Sempre que o mercado começa a sinalizar o fim do ciclo de alta de juros, os prefixados ganham atratividade. Isso porque, ao travar a taxa agora, é possível garantir um retorno elevado por vários anos mesmo que a Selic comece a cair nos próximos trimestres. Hoje, ainda vemos prefixados com taxas acima de 14% ao ano, o que é um patamar bastante atrativo. Desde que o investidor esteja disposto a manter o título até o vencimento, faz muito sentido considerar essa alocação como parte da estratégia.
Lucas Ghilardi, sócio da The Hill Capital
Na questão da atratividade, não é segredo que os yields praticados hoje nos pré-fixados e IPCA+ estão em patamares historicamente muito elevados, o que é ótimo para o investidor.
Hoje notamos que o spread de crédito (diferença do corporativo para o público) está muito amassado. Apesar disso, a isenção do IR nos ativos corporativos pode compensar o pouco prêmio pago em relação aos papéis do governo.
Em suma, com o risco recente de tributação nos ativos isentos, achamos melhor continuar alocando em papéis do governo ou bancários neste momento. Acerca da renda variável, achamos que o momento ainda é muito delicado e não tão claro para uma tomada de decisão.
Considerando o cenário atual, entendemos que pré-fixados de curto prazo (2,3 anos) podem ser cavalos vencedores para os próximos anos. O Tesouro Selic sempre é uma boa escolha, pois protege o investidor de cenários incertos.
Mas na nossa visão, a melhor “aposta” é sempre em IPCA+ com duração média/longa (5,6,7 de duration), pois garantir um ganho real de 7% acima da inflação no Brasil para um período estendido costuma superar o CDI com “folga” em muito pouco tempo.
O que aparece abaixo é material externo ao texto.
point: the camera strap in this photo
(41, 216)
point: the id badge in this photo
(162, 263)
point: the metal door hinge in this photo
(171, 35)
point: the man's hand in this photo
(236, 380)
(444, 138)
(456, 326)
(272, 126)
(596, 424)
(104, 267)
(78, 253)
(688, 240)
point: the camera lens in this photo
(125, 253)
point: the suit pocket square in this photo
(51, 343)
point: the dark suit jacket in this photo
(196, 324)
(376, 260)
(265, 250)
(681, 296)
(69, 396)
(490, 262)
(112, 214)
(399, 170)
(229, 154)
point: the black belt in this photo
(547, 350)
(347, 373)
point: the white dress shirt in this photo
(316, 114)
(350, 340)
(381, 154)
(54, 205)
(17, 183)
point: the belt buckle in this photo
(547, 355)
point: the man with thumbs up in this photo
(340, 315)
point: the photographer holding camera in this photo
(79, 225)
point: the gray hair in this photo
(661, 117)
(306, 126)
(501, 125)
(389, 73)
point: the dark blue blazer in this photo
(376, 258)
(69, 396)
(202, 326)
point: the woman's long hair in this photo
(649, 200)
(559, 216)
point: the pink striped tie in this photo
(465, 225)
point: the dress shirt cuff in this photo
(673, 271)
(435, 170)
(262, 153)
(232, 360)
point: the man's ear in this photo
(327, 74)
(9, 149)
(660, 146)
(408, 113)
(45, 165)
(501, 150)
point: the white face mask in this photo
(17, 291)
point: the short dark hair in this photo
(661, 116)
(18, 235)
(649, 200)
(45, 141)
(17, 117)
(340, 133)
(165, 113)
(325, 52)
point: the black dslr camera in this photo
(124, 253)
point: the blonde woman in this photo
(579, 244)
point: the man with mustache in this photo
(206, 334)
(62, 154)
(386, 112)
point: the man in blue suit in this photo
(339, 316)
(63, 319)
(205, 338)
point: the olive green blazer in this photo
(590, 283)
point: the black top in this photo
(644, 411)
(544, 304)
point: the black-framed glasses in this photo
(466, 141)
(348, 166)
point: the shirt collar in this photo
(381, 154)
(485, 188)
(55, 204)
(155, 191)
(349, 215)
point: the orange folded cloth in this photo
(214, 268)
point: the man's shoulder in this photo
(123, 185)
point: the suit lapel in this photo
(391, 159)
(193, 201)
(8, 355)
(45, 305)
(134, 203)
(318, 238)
Para o investidor conservador, pode mirar sempre em ativos mais curtos, mas possivelmente não poderá garantir uma excelente rentabilidade por muito tempo. Este terá sempre que ir readequando a carteira conforme os ciclos de mercado.
Para o investidor mais moderado/arrojado, faz muito sentido entrar em papéis mais longos atualmente. O motivo é simples: o patamar de taxas está muito atrativo. A possibilidade de garantir 7% acima da inflação, ou 14% a.a. nas pré-fixadas, parece ser uma oportunidade ímpar para perpetuação, proteção e multiplicação do patrimônio.
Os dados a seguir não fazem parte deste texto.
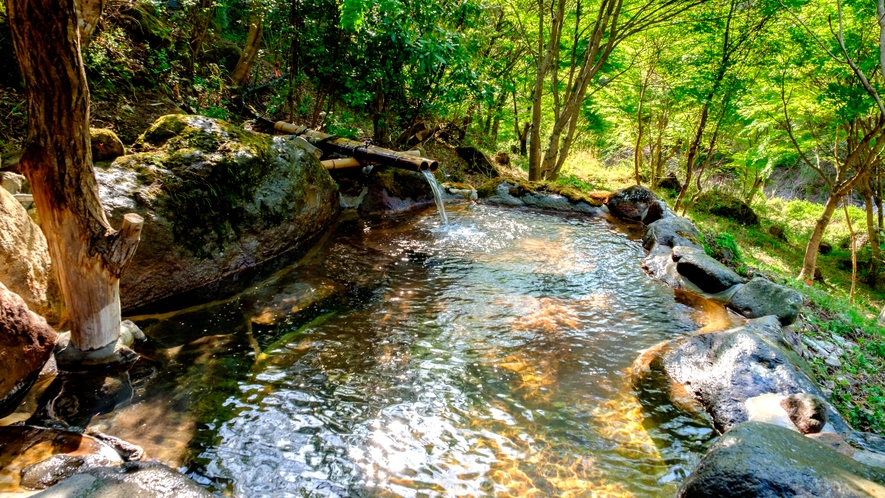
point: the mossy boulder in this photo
(395, 190)
(727, 206)
(516, 192)
(216, 200)
(705, 272)
(631, 203)
(761, 297)
(671, 232)
(105, 144)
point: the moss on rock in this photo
(216, 200)
(524, 187)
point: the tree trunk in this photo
(551, 53)
(873, 234)
(693, 152)
(202, 20)
(87, 253)
(523, 139)
(810, 261)
(240, 76)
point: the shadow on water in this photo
(408, 358)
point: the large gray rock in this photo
(26, 344)
(130, 480)
(703, 271)
(759, 298)
(631, 202)
(36, 457)
(722, 370)
(25, 267)
(672, 231)
(764, 460)
(216, 200)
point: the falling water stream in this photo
(407, 357)
(437, 195)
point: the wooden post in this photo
(87, 253)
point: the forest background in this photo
(719, 107)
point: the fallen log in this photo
(362, 152)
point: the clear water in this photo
(409, 358)
(437, 196)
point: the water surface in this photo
(407, 358)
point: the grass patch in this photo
(857, 387)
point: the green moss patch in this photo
(523, 187)
(215, 170)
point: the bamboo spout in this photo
(360, 152)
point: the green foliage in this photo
(721, 246)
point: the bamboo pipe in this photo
(358, 150)
(348, 162)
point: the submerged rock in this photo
(704, 271)
(722, 370)
(25, 267)
(216, 200)
(757, 459)
(631, 202)
(760, 298)
(36, 458)
(26, 344)
(657, 210)
(130, 480)
(673, 231)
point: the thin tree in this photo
(864, 137)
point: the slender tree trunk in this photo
(563, 153)
(240, 76)
(87, 253)
(853, 240)
(523, 139)
(810, 261)
(637, 152)
(693, 152)
(872, 232)
(202, 18)
(535, 171)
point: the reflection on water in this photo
(408, 358)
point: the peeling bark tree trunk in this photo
(57, 159)
(250, 51)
O fim do ciclo de alta possibilitará que investidores “travem” as taxas em patamares próximos da SELIC atual, podendo surfar esses juros de 14/15% ao ano por mais tempo. Com a expectativa do mercado precificando uma Selic de 12,5% para final de 2026, o momento é excelente para mirar em pré-fixados de 2/3/4 anos remunerando 14/15% a.a.
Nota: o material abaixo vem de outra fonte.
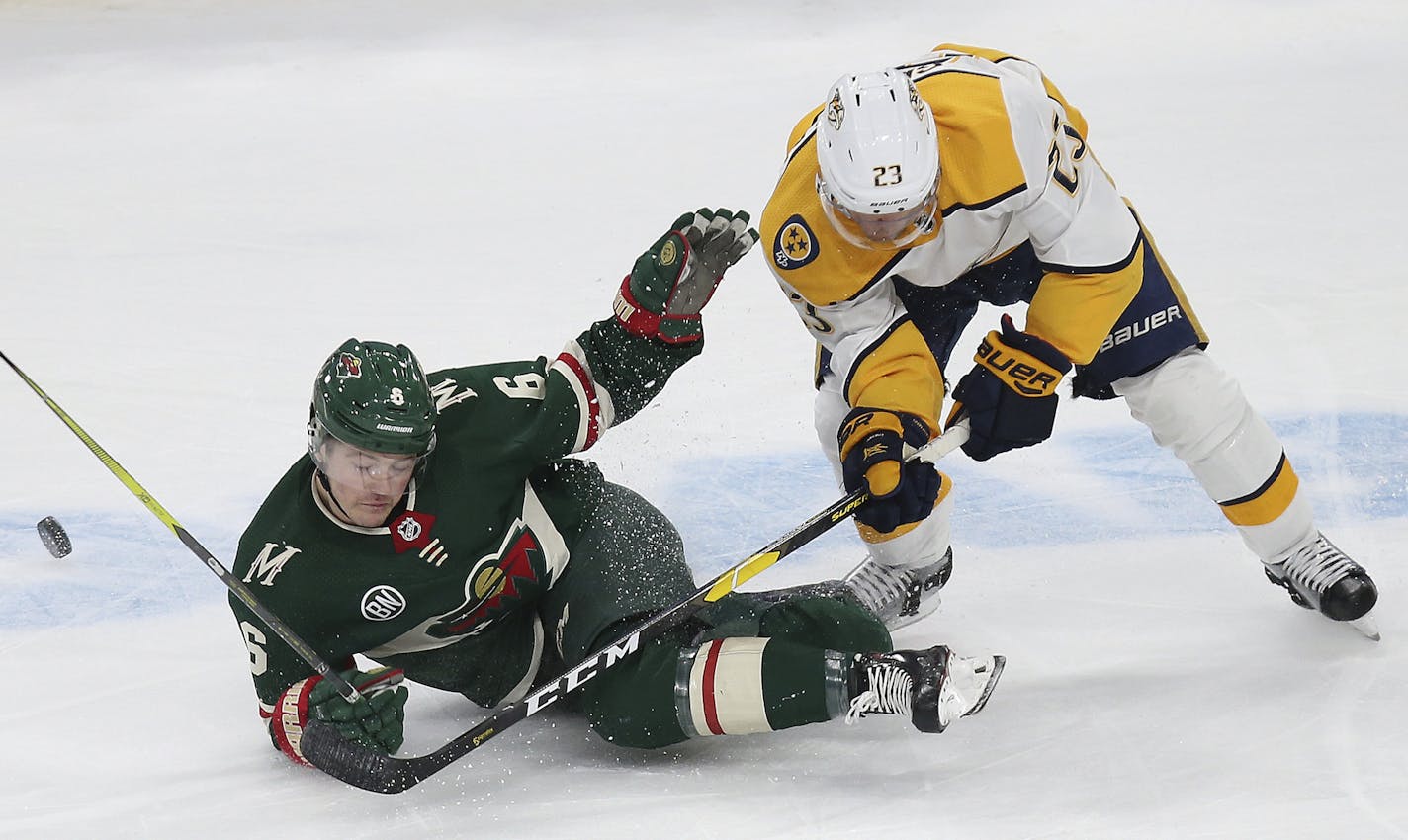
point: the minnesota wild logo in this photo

Jeff Patzlaff, planejador financeiro CFP e especialista em investimentos
Com a Selic em um patamar histórico de 15%, os ativos pós‑fixados atrelados ao CDI/Selic são os mais seguros e líquidos do mercado, ideais para reserva de emergência ou oportunidades, pois oferecem disponibilidade diária com rendimento robusto.
Já, títulos atrelados a inflação, embora as taxas tenham recuado, ainda oferecem proteção real contra a inflação, com a inflação resistente em 2025 e juros permanentes no teto, são boas para objetivos de médio e longo prazo.
Em relação aos títulos prefixados, o investidor deve tomar cuidado com a marcação a mercado que é mais volátil. Com a janela de oportunidade entre juros futuros e expectativas de queda, estes títulos podem oferecer ganho se mantidos até o vencimento. Mas é prudente ter cautela, escolher prazos curto-médio, evitando exposição prolongada a volatilidade.
Já falando de crédito privado, é importante continuar acompanhando o desdobrar da MP, que pode estabelecer o fim da isenção em alguns títulos, mas eles ainda são interessantes. Por enquanto, o investidor deve procurar instituições sólidas, ou seja, bons emissores, com taxa acima do CDI, considerando isenção e liquidez.
Revise semestralmente a carteira, especialmente após Copom e fique de olho no cenário macro, rebalance caso inflação, Selic ou expectativas mudem, migrando entre Selic, prefixado e IPCA+ conforme cenário, e considere imposto de renda e liquidez para evitar resgates antes do vencimento que exponham a perdas.